The resilience of Canada’s oilsands industry over the past few weeks has been something to behold. Despite the massive (and, at the time of this writing, unextinguished) forest fire that ravaged parts of Fort McMurray, Alta., forced the evacuation of 90,000 residents and took an estimated 1.2 million barrels of daily capacity—1.4% of the global supply—offline, it has been quick to resume operations, even while the town remains deserted. Still, producers need the town to rebuild in order to operate effectively for the long term. Given the dire conditions facing the oil industry right now, that’s anything but certain.
Shell Canada partially restarted its Albian Sands operation on May 9, just six days after shutting down. Enbridge Inc., the largest pipeline operator out of the Athabasca oilsands region, resumed operations on May 11, after a seven-day hiatus. Suncor Energy re-established some operations a few days later (only to evacuate again when the fire moved north). Canadian Natural Resources’ huge Horizon mine never shut down in the first place.
None of this would have been possible a decade ago. Back then, investment in the oilsands was nearing its peak, and oil producers had a huge human resources headache. It was encapsulated in a paper by Deloitte entitled “The Producers’ Dilemma.” These companies had, on the one hand, a seemingly insatiable global demand for their product. On the other, they had a practically inexhaustible resource.
The problem was that a bottleneck—or, as some industry executives liked to put it, a door one shoulder-width wide—lay between the two. That door was the town of Fort McMurray. Though it was a fast-growing boom town, it was isolated and could hold only so many workers and contractors. If too many projects ramped up at the same time, wage rates and costs snowballed, schedules went to pieces and project economics evaporated.
In the years to follow, companies found ways around that door. They built or leased work camps capable of housing some 15,000 individuals near their job sites outside the city. They laid down their own airstrips where they could land Boeing 737s filled with crews from as far away as the Maritimes for two-weeks-on, two-weeks-off shifts. Rather than build on-site, they bought components for their plants from suppliers in Asia, barged them in modules up the Mackenzie and Columbia river systems and shored up highways to haul the huge pieces the last few hundred kilometres to the work site.
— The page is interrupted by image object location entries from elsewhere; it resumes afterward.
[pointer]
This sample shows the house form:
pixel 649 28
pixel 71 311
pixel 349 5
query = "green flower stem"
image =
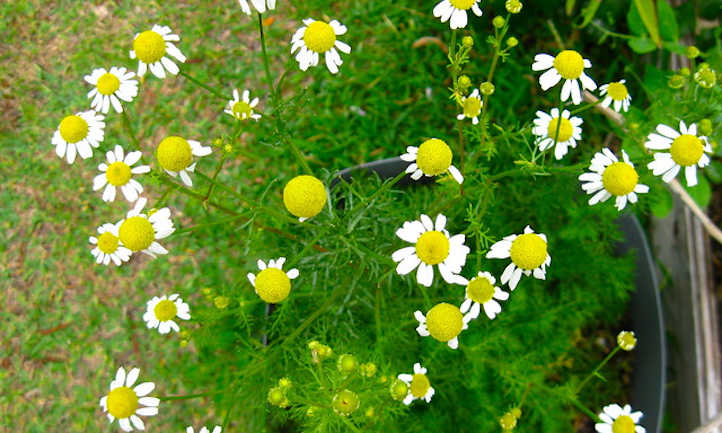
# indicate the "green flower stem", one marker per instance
pixel 204 86
pixel 215 174
pixel 129 129
pixel 276 114
pixel 595 372
pixel 586 107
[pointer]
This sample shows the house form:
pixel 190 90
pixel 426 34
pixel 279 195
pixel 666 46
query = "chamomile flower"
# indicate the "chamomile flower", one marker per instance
pixel 528 253
pixel 686 149
pixel 444 322
pixel 432 246
pixel 454 11
pixel 471 106
pixel 568 65
pixel 175 154
pixel 430 159
pixel 616 92
pixel 110 87
pixel 108 247
pixel 304 196
pixel 128 403
pixel 545 128
pixel 242 109
pixel 160 312
pixel 316 38
pixel 481 291
pixel 261 6
pixel 418 384
pixel 78 134
pixel 154 49
pixel 272 284
pixel 611 177
pixel 117 173
pixel 617 419
pixel 140 231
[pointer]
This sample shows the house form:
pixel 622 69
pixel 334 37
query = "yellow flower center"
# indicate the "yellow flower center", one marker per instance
pixel 472 107
pixel 108 84
pixel 686 150
pixel 304 196
pixel 118 173
pixel 432 247
pixel 617 91
pixel 623 424
pixel 480 290
pixel 149 47
pixel 619 178
pixel 273 285
pixel 240 108
pixel 569 64
pixel 319 37
pixel 122 402
pixel 107 243
pixel 419 385
pixel 174 153
pixel 136 233
pixel 444 321
pixel 433 157
pixel 73 129
pixel 528 251
pixel 165 310
pixel 565 129
pixel 462 4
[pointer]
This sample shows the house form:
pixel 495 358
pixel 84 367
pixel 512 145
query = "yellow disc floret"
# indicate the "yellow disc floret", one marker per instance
pixel 462 4
pixel 444 321
pixel 319 37
pixel 623 424
pixel 165 310
pixel 136 233
pixel 419 385
pixel 566 130
pixel 242 109
pixel 122 402
pixel 108 84
pixel 480 290
pixel 569 64
pixel 174 153
pixel 273 285
pixel 472 107
pixel 433 157
pixel 107 243
pixel 620 178
pixel 73 129
pixel 149 47
pixel 304 196
pixel 432 247
pixel 528 251
pixel 686 150
pixel 118 173
pixel 617 91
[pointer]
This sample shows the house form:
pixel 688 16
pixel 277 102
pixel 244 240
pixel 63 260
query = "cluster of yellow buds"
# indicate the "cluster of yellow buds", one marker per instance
pixel 319 351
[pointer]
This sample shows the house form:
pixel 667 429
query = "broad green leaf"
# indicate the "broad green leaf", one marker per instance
pixel 642 45
pixel 662 202
pixel 649 18
pixel 634 21
pixel 667 21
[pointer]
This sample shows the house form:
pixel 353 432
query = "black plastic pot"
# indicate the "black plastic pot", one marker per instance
pixel 650 367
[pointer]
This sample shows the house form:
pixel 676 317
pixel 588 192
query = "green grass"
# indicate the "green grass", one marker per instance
pixel 68 324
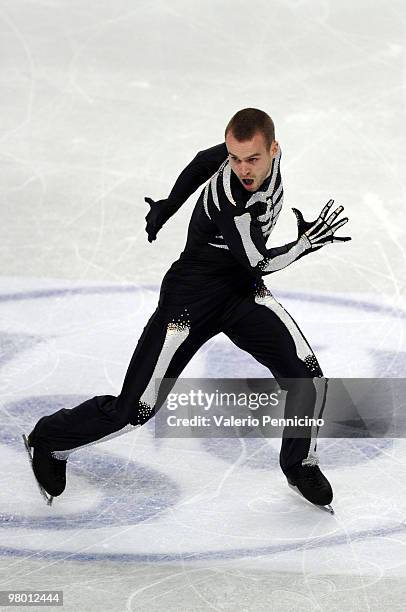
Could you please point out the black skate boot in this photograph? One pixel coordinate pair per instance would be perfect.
(307, 479)
(49, 472)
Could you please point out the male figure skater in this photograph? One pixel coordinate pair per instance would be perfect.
(215, 286)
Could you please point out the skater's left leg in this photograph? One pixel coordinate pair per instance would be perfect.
(263, 328)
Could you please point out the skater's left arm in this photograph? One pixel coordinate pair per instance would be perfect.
(245, 239)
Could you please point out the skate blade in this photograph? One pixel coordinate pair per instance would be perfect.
(48, 498)
(327, 508)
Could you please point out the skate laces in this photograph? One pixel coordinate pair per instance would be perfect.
(311, 460)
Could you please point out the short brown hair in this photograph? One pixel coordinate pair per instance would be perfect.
(247, 122)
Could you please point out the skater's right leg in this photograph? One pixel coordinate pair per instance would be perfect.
(167, 343)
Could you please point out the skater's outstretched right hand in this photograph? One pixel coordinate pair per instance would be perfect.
(156, 217)
(320, 232)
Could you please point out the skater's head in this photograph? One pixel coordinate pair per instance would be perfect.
(251, 145)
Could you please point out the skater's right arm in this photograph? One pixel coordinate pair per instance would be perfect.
(197, 172)
(244, 237)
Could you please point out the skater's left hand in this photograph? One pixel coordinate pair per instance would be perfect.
(321, 231)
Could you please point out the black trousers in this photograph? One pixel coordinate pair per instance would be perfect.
(186, 317)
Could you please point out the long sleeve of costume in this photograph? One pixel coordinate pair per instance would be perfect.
(243, 235)
(197, 172)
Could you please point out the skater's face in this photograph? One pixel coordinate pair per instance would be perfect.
(251, 160)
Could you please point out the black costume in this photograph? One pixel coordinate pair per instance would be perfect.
(215, 286)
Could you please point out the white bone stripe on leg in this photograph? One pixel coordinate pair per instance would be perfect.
(303, 350)
(175, 336)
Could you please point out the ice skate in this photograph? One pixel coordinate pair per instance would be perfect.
(49, 473)
(308, 480)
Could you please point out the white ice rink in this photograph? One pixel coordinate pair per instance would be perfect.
(103, 103)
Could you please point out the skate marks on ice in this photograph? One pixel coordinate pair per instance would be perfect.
(86, 336)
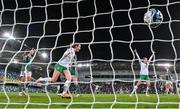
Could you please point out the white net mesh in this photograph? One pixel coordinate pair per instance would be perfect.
(109, 31)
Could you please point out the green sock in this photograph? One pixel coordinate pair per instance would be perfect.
(78, 91)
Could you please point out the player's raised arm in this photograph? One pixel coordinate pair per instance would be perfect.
(137, 55)
(151, 57)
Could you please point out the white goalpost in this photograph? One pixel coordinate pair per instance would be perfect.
(109, 31)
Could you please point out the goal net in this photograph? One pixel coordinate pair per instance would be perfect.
(108, 69)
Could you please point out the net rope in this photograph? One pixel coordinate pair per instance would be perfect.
(92, 42)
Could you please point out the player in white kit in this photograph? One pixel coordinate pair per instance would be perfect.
(62, 67)
(144, 73)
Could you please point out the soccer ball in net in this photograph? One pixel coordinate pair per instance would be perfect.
(153, 17)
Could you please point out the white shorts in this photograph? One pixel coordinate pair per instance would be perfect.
(26, 73)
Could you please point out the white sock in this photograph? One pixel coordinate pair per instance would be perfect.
(66, 86)
(147, 90)
(135, 87)
(45, 79)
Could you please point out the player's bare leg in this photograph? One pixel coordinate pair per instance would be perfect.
(136, 87)
(148, 87)
(66, 84)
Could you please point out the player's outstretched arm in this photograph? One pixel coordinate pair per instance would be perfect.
(137, 55)
(151, 57)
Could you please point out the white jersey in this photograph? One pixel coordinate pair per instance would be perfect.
(67, 57)
(144, 69)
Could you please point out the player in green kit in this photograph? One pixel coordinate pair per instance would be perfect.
(74, 75)
(144, 73)
(26, 71)
(62, 68)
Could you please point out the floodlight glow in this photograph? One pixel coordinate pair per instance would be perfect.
(44, 55)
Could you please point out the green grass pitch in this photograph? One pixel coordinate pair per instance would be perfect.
(40, 100)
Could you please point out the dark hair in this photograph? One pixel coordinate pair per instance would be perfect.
(75, 45)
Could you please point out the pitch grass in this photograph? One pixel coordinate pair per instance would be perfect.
(40, 100)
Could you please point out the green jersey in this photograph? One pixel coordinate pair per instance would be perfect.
(26, 66)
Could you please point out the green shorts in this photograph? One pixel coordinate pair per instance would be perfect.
(60, 68)
(144, 77)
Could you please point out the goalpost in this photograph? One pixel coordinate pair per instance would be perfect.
(109, 31)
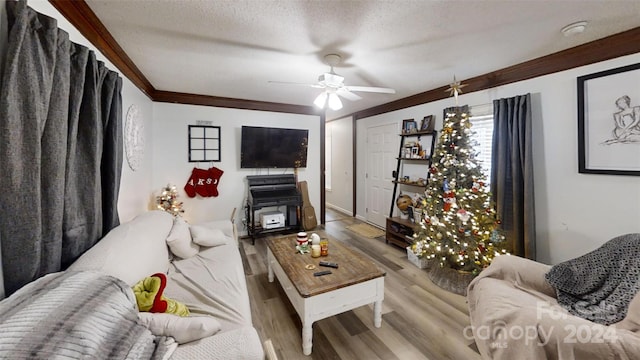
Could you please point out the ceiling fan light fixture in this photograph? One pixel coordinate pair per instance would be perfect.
(321, 100)
(334, 102)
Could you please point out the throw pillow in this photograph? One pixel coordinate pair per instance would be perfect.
(206, 236)
(179, 240)
(149, 296)
(183, 329)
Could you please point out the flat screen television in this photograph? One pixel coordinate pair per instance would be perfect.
(265, 147)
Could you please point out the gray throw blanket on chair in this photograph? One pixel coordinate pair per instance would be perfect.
(599, 285)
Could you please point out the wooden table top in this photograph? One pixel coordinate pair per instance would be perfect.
(353, 267)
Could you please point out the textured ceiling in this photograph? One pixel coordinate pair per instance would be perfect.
(234, 48)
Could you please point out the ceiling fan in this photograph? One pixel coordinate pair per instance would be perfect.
(334, 87)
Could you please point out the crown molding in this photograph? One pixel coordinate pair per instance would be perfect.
(617, 45)
(84, 19)
(206, 100)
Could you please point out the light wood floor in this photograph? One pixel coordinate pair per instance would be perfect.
(419, 319)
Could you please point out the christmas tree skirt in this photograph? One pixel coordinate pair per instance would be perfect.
(450, 279)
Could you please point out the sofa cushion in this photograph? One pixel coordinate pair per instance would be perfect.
(132, 250)
(213, 283)
(206, 236)
(182, 329)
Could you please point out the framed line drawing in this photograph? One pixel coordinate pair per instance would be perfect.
(609, 122)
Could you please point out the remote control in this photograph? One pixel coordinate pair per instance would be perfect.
(329, 264)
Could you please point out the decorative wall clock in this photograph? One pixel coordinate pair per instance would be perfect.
(134, 137)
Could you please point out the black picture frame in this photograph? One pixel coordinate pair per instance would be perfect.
(204, 143)
(409, 126)
(427, 123)
(609, 122)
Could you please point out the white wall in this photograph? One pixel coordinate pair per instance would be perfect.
(171, 164)
(3, 35)
(135, 187)
(575, 213)
(340, 197)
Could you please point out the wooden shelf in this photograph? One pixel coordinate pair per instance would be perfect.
(419, 133)
(410, 184)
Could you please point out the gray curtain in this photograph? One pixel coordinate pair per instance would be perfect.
(54, 131)
(512, 173)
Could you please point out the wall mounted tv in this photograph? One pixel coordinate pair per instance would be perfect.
(265, 147)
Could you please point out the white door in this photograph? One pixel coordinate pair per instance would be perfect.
(382, 151)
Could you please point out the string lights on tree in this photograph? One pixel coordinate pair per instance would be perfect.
(459, 228)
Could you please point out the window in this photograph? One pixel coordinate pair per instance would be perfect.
(204, 143)
(482, 125)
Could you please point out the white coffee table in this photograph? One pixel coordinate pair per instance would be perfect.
(356, 282)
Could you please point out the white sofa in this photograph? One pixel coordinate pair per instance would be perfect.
(515, 314)
(211, 282)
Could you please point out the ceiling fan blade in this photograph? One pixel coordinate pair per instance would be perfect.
(371, 89)
(318, 86)
(348, 94)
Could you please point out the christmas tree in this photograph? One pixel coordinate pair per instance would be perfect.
(459, 227)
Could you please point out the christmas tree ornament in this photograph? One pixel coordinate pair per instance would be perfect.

The town and the camps had an occasionally uneasy relationship. The camp dwellers sometimes depended on amenities in the town—police, medical services, recreational facilities—without being home-owning taxpayers. They didn’t have ties to schools or churches or amateur sports teams. Their most common reason to drive into town was to hit the bars. It’s not surprising that CNRL’s Horizon kept operating through the evacuation—it relies on local labour for less than a quarter of its workforce.
Nonetheless, these workarounds by the oil companies played a critical role in the recent conflagration, both in safely evacuating Fort McMurray residents and in enabling producers to quickly ramp up again. “Broadly speaking, we have enough camps in place to be able to start the operations up,” Suncor CEO Steve Williams said at a press conference following the May 10 meeting between Premier Rachel Notley and executives representing 15 companies. Restarting quickly is an important achievement, before competing oil supplies cut into the supply chains of the producers’ refining customers. But that doesn’t mean the industry is out of the smouldering woods.
Whether or not their homes were among the 2,400 buildings that have burned, residents who had been laid off or whose business was slow prior to the fire are likely to use the evacuation as their cue to start fresh somewhere else, says Joseph Doucet, dean of the University of Alberta School of Business. “The rebuilding of the town will be a function of the economic activity and prospects of Fort McMurray,” he says. Even before the fire, those prospects didn’t look bright. High-cost basins like the oilsands don’t thrive in low-oil-price environments. The Canadian Association of Petroleum Producers had forecast just $20 billion in capital expenditures in the oilsands this year, down from $35.7 billion in 2015 (which itself represented a 30% decline from the previous year). As of April, unemployment in the surrounding Wood Buffalo–Cold Lake region stood at 10.2%.
While the oilsands producers have demonstrated their ability to keep running even without Fort McMurray, the town’s revival does matter to them. “The camps were designed for the construction crews,” Doucet notes. Because of the drop-off in investment, that category of workers is expected to decline by 10,305 positions between now and 2020, according to a report released in April by Petroleum Labour Market Information, a division of industry training body Enform. At the same time, PetroLMI projects a need for 9,870 more people to operate and maintain existing plants, mines and well pads—jobs traditionally (and most cost-effectively) performed by local employees, who take care of their own room, board and transportation.
Should many Fort McMurray residents and small businesses fail to return, higher costs could show up in other ways too. “Bitumen facilities rely on local businesses for fixing, hauling, maintaining and other logistics,” wrote Jackie Forrest, vice-president of energy research at Arc Financial, in a commentary on May 10. “While reliance on new service providers is not likely to impede restarting production, lack of services in close proximity could increase the costs for producers who were already struggling to make the books balance at low oil prices.”
Though oilsands producers got through this disaster mostly unscathed, their future competitiveness depends in no small measure on Fort McMurray getting back on its feet.